Re: [PATCH v3 1/1] x86/mce/amd: Guard SMCA DESTAT access on non-SMCA machines

Next message: Aleksandr Nogikh: "[PATCH v2] x86/kexec: Disable KCOV instrumentation after load_segments()"
Previous message: Michael Kelley: "RE: [PATCH] mshv: Fix error handling in mshv_region_populate_pages"
In reply to: Borislav Petkov: "Re: [PATCH v3 1/1] x86/mce/amd: Guard SMCA DESTAT access on non-SMCA machines"
Next in thread: Borislav Petkov: "Re: [PATCH v3 1/1] x86/mce/amd: Guard SMCA DESTAT access on non-SMCA machines"
Messages sorted by: [ date ] [ thread ] [ subject ] [ author ]

From: William Roche

Date: Tue Mar 17 2026 - 17:56:54 EST

On 3/17/26 21:24, Borislav Petkov wrote:

On Tue, Mar 17, 2026 at 09:06:54PM +0100, William Roche wrote:

Relaying the error to the guest doesn't only have a value to target a VM
process but also deal with free memory or clean file cache memory impacted
etc... Cases where a memory error may not crash the kernel can benefit to
the VM too

I don't understand - what do you mean with "free memory or clean file cache
memory"?

The physical address of an uncorrected memory error (if/when it can be identified) can give a chance to a kernel reaction depending on the state (and type) of the impacted memory -- as implemented in mm/memory-failure.c with error_states[], me_pagecache_clean() or try_memory_failure()...

The Kernel can try to "deal" with the error.

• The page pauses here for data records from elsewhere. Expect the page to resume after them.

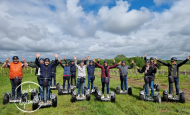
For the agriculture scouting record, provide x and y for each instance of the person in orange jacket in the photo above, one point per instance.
(15, 70)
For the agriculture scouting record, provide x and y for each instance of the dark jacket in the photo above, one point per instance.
(152, 64)
(173, 70)
(150, 73)
(54, 68)
(45, 70)
(34, 66)
(66, 69)
(72, 66)
(103, 70)
(90, 68)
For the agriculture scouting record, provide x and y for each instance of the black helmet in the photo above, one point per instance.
(46, 59)
(105, 61)
(147, 61)
(123, 61)
(15, 57)
(152, 58)
(82, 62)
(173, 59)
(41, 59)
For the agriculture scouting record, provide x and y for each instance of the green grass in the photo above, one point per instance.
(125, 104)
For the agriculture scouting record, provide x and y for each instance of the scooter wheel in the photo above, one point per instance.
(88, 97)
(59, 91)
(5, 99)
(34, 106)
(165, 97)
(130, 91)
(182, 98)
(141, 97)
(54, 102)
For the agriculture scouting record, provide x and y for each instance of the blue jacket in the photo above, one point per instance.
(66, 69)
(45, 70)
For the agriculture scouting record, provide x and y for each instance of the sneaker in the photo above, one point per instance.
(102, 97)
(18, 98)
(108, 96)
(41, 103)
(48, 102)
(78, 96)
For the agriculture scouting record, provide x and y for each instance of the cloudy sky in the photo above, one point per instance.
(98, 28)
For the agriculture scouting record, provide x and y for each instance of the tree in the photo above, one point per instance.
(121, 56)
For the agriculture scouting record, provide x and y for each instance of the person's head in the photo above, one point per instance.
(123, 63)
(72, 61)
(91, 62)
(151, 59)
(15, 59)
(173, 60)
(41, 60)
(81, 63)
(105, 63)
(46, 61)
(147, 62)
(67, 63)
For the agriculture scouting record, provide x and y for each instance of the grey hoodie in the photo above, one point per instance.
(124, 69)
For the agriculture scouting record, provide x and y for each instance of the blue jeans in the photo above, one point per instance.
(176, 80)
(125, 82)
(64, 80)
(151, 83)
(47, 90)
(90, 81)
(14, 87)
(103, 85)
(54, 79)
(73, 76)
(79, 86)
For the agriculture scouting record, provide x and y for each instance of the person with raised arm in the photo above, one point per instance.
(123, 73)
(149, 72)
(66, 73)
(105, 73)
(81, 75)
(46, 69)
(173, 73)
(72, 70)
(90, 69)
(15, 71)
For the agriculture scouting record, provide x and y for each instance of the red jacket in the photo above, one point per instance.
(108, 69)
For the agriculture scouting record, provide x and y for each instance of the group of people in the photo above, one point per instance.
(45, 69)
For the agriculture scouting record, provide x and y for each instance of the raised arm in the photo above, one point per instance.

The process case (with its SIGBUS) is probably the most common one, but a few kernel memory pages impacted by a memory error could be isolated (poisoned) without requiring a kernel crash. Free memory pages or clean page cache pages could be an example of that, they are poisoned and should not be used by the system after that. The kernel can also return EIO error on poisoned page cache failed access attempt, etc...

These mechanisms are implemented for the bare-metal running kernel, but what is really interesting when relaying the error to a VM is that its kernel can, in some cases, also benefit from these mechanisms. And having a chance (even small) to avoid a VM crash is a significant gain for virtualized workload.

Just giving my point of view on why we care about VM relayed memory errors :)

William.